Да и как бы не шибко прогадал. Женой она оказалась очень хорошей: колотила Савву не чаще двух раз в седьмицу. И каждый раз не просто из злобы, но токмо исключительно по делу. ("Почто, долгогривый, ты опять бесплатно венчаешь? Ну, я еще понимаю, отпевание усопшего… Грех иной раз с сирот и деньги-то брать. Но свадьба?! На бутылку у них, иродов, всегда найдется, а чтобы попу заплатить, так нет?!")
Жалко только, что не дал им Господь своих детишек - базедова болезнь какая-то у Ненилы Васильевны обнаружилась. Откуда же стал о. Савва многодетным отцом? Господь ему деток послал.
Революция да Гражданская война обильно плодила все новых да новых сирот… Однако же, сам-семь жить было довольно таки напряжно (так в тексте), потому как чада кушать хотели с пугающей регулярностью. Да и одеть-обуть ребятишек надо, не все им "голым попом" по улицам сверкать.
Так что за подвернувшуюся вакансию Наркомпроса о. Савва ухватился обеими руками, да как на грех… Прямо с утра не заладилось!
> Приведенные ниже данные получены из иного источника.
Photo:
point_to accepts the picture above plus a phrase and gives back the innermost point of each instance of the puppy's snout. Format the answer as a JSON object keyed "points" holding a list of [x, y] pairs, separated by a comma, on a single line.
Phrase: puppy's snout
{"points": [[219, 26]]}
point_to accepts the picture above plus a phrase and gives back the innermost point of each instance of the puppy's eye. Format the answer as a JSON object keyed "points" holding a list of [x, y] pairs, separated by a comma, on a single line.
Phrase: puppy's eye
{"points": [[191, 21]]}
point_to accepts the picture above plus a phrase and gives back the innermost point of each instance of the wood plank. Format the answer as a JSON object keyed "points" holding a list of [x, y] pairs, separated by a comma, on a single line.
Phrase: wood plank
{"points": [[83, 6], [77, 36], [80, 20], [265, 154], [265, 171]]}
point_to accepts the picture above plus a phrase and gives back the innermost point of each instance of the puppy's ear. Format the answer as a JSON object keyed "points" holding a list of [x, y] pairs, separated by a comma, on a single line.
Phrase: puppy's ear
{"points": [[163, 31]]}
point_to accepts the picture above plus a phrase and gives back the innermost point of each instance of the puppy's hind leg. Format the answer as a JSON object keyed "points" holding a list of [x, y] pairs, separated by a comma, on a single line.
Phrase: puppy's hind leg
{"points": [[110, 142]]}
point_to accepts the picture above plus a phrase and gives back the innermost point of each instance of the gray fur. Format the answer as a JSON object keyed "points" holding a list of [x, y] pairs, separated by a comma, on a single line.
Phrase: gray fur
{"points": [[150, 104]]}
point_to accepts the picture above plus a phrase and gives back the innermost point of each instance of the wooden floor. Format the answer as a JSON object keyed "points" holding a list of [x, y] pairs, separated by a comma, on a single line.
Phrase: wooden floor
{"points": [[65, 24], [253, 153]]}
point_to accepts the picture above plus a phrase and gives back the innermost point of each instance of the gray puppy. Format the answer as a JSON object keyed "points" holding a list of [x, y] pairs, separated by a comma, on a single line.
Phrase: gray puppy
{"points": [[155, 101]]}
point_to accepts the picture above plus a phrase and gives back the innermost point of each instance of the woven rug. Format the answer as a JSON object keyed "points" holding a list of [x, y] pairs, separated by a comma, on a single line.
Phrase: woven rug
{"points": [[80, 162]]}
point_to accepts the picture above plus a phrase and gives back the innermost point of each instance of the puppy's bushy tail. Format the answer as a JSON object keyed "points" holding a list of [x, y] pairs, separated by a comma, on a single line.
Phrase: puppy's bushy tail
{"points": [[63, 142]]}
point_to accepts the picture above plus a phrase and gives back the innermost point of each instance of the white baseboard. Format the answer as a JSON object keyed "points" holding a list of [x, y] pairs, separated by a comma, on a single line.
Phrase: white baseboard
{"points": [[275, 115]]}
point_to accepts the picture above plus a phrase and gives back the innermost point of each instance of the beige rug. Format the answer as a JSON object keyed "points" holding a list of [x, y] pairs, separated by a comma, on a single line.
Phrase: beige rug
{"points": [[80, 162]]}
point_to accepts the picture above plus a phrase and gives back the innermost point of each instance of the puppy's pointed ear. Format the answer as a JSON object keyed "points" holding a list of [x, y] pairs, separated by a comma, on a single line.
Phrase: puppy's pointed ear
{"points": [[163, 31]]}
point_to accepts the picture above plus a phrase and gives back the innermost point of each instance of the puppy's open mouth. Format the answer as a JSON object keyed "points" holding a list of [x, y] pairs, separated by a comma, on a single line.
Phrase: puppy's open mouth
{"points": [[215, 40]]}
Сначала младшенькая, протягивая ему на вытянутых ручонках миску с кашей ("Посалуй (так в тексте), батюска!") опрокинула её себе на голову. Отмыв и успокоив девочку, о. Савва уловил запах паленого, но было поздно: старшая дочка, вознамерившаяся было без спросу погладить батюшкины единственные штучные, довоенные брюки, прожгла их на неудобносказуемом месте. Успокоив и вытерев слезы белокурому старшему ребенку, о. Савва извлек из кипящего борща резиновый мячик, который туда для навару положил средний сынок, тоже блондин. Наконец, всех умыв-накормив-обласкав, о. Савва уже положительно направился на службу, как во дворе увидал девчушку, рыдавшую в три ручья. Выяснив, что её беленького котеночка злые уличные мальчишки швырнули в дворовую выгребную яму, о. Савва полез киску из назема вытаскивать, да оступился и провалился в зловонную жижу мало не по чресла…
Батюшка так расстроился (не из-за себя! А вдруг на службу опоздает? Вот матушка Ненила рассердится да ему тогда задаст перцу… А ей с её давлением волноваться вредно!) что у него аж сердце прихватило, не вздохнуть… Не вздохнуть, не охнуть… Аж в глазах потемнело!
"От сна восстав, благодарю Тя, Святая Троице, яко многия ради Твоея благости и долготерпения не прогневался еси на мя, лениваго и грешнаго, ниже погубил мя еси со беззаконьми моими; но человеколюбствовал еси обычно и в нечаянии лежащаго воздвигл мя еси, во еже утреневати и славословити державу Твою. И ныне просвети мои очи мысленныя, отверзи моя уста поучатися словесем Твоим, и разумети заповеди Твоя, и творити волю Твою, и пети Тя во исповедании сердечнем, и воспевати всесвятое имя Твое, Отца и Сына и Святаго Духа, ныне и присно и во веки веков. Аминь."